Mesmo com as facilidades da leitura via internet, permaneço jurássica, pois não consigo perder o hábito do jornal impresso. Leio pelo menos dois diariamente. Dias desses, ao folhear um deles, li fortuitamente que, considerando todo o planeta, o Brasil é a nação com mais representação policial. É polícia a dar com pau. Ou seria com o cassetete? Às vezes, pode ser com a baioneta, com a pistola e até com o fuzil. Algumas dão canetadas à torto, à direita e à esquerda. Embora sejam menos letais, essas geram desconfiança em 11 entre dez motoristas brasileiros.
Na extensa lista dos chamados representantes da segurança, temos de tudo um pouco, incluindo as polícias Federal, Militar, Civil, Rodoviária, Ferroviária, Metroviária, Penal, Legislativa, Judiciária, Científica, Portuária, do Exército, Marinha e da Aeronáutica. Na rabeira, mas também com grandes efetivos e custos altíssimos, incluímos a Força Nacional, o Corpo de Bombeiros, as guardas municipais, batalhões especializados e os temidos Detrans e Receita Federal e Estadual, considerados órgãos de fiscalização, mas constitucionalmente com poderes de polícia. Tudo isso sem contar os mastodontes chamados empresas de vigilância privada.
Os nomes são muitos, cada um mais pomposo, robusto e mais caro do que o outro. São dezenas de milhares de homens e mulheres fardados, armados, bem pagos, perdidos e alguns corruptos da cabeça aos pés. E quanto a nós, contribuintes e mortais? Literalmente entregues à própria sorte na rua, no trabalho e em casa. Com todo esse aparato de segurança, estar segura é como desfilar descalça no fio de uma navalha a uma altura de mil metros. Ou seja, apesar de séria, a segurança no Brasil não passa de uma piada sem graça. Talvez uma fantasia da Terra do Nunca.
Em 2025, conforme o Índice Global da Paz, o Brasil figurou entre os dez países mais violentos do planeta. Ou seja, apesar da enorme variedade de nomenclaturas, a segurança brasileira patina sobre o gelo a quase 100 quilômetros por hora. Em síntese, pagamos alto, mas segurança é como o caviar para expressiva parcela da população. A maioria só ouve falar. Pior do que o excesso de polícias, é o amontoado de leis inócuas e intangíveis. Como nossos políticos são eleitos para enganar o povo, as leis brasileiras são feitas para não serem cumpridas. Tudo a ver. Aliás, o maior desprezo às leis parte prioritariamente dos políticos, das autoridades policiais e dos bons advogados.

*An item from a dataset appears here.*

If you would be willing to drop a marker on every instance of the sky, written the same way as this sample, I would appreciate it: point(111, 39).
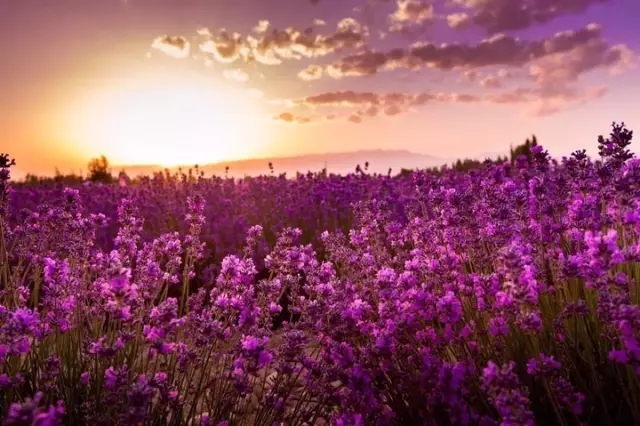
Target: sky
point(201, 81)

Como sabemos todos, os advogados conhecem profundamente as leis, mas, conforme provérbio popular jurídico, costumam ser amigos pessoais dos juízes. Infelizmente, o problema é cultural. Faz parte da cultura do país empurrar o caos da segurança para debaixo do tapete. Exatamente como fazem com a saúde e com a educação. E o que dizem os candidatos à Presidência da República ou aos governos estaduais? O de sempre, isto é, nada, que é igual a nada. Resumindo a repetitiva cantilena, as leis e as polícias brasileiras lembram uma melodia tocada por uma banda desafinada e cantada por políticos gagos. Torço para que uma nova Constituinte inclua o artigo 0 na Carta Magna, algo como “Todo brasileiro fica obrigado a se envergonhar de votar errado”.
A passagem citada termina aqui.